Contrast this with the actions of the current administration, whose agonizingly slow reveal is making White House Press Secretary Jay Carney sweat like a novice halfway through his first Bikram Yoga session. He may not think the Obama administration’s characterization of the Benghazi murders as an act of film criticism gone wrong rises to the level of scandal, and he may be right. It may be simple incompetence. Disregarding repeated requests for additional security before, and repeated attempts to collude on political spin after, the murders may not be scandalous. But they do show an administration obsessed only with the effect these murders will have on its image, rather than their impact on U.S. interests in the region — or on the families of those who died.
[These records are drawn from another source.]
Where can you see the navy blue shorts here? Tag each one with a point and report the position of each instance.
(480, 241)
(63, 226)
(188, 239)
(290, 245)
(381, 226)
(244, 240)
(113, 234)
Insisting that “nothing could be done” in the unfolding Benghazi attack may not be scandalous, but it is disingenuous — to say the least. Aviano military airfield is 1,050 air miles from Benghazi, and sports two F-16 air wings; expeditiously dispatched, these planes could have been over Benghazi in time to have saved at least two of the lives lost through inaction. Jimmy Carter could give this crowd a lesson in resolution.

Separately there is the serious business of using organs of the U.S. government to surveil and intimidate American citizens. Mr. Carney and his boss initially attempted to explain the use of the IRS to harass and thwart conservative organizations as the result of a few “rogue agents,” disturbingly reminiscent of Richard Nixon’s “third-rate burglary” line on Watergate. This approach having failed, the administration has now begun to throw its employees to the wolves.

Poor dumb unnamed schmucks in the Cincinnati IRS office were the first scapegoats, but it didn’t stick. The idea that low-level officials would take it upon themselves to violate the law, punishing selected groups for their political beliefs just didn’t pass the smell test.

Acting IRS Commissioner Steven Miller was next, fired on May 16. In answering questions about the firing, the President said of the IRS’ malfeasance: “Americans are right to be angry about it, and I’m angry about it…” One is reminded of Vichy French police captain Renault in “Casablanca,” who was “…shocked, shocked to find that gambling is going on here!” while collecting his winnings.

Miller may have been lucky. In March of 2012, then-IRS Commissioner Douglas Shulman testified to Congress that the IRS “was not targeting conservative groups,” so when it comes time for perjury charges, he’s pretty much at the top of the list. It’s clear now that higher-ups in the IRS were aware of the goings-on in Cincinnati, which ceased only when it was clear they were on the verge of being uncovered. Lois Learner, director of the IRS office of tax-exempt organizations, is still laying low.

Why did it take so long for the impotence of Benghazi and the illegality of the IRS to come to light? Part of the answer lies in the proper functioning of the press. Traditionally a watchdog on the government and a guardian of the people’s rights, over the past six years it has become a defender of the government and an apologist for the most egregious abuses committed in the name of advancing the cause of liberalism. One only hopes that the Obama administration’s current espionage attempts against the press will remind doubters that even a love object can betray, and that infatuation sometimes blinds.

And that blindness is dangerous.

Summit County resident Morgan Liddick pens a Tuesday column for the Summit Daily News.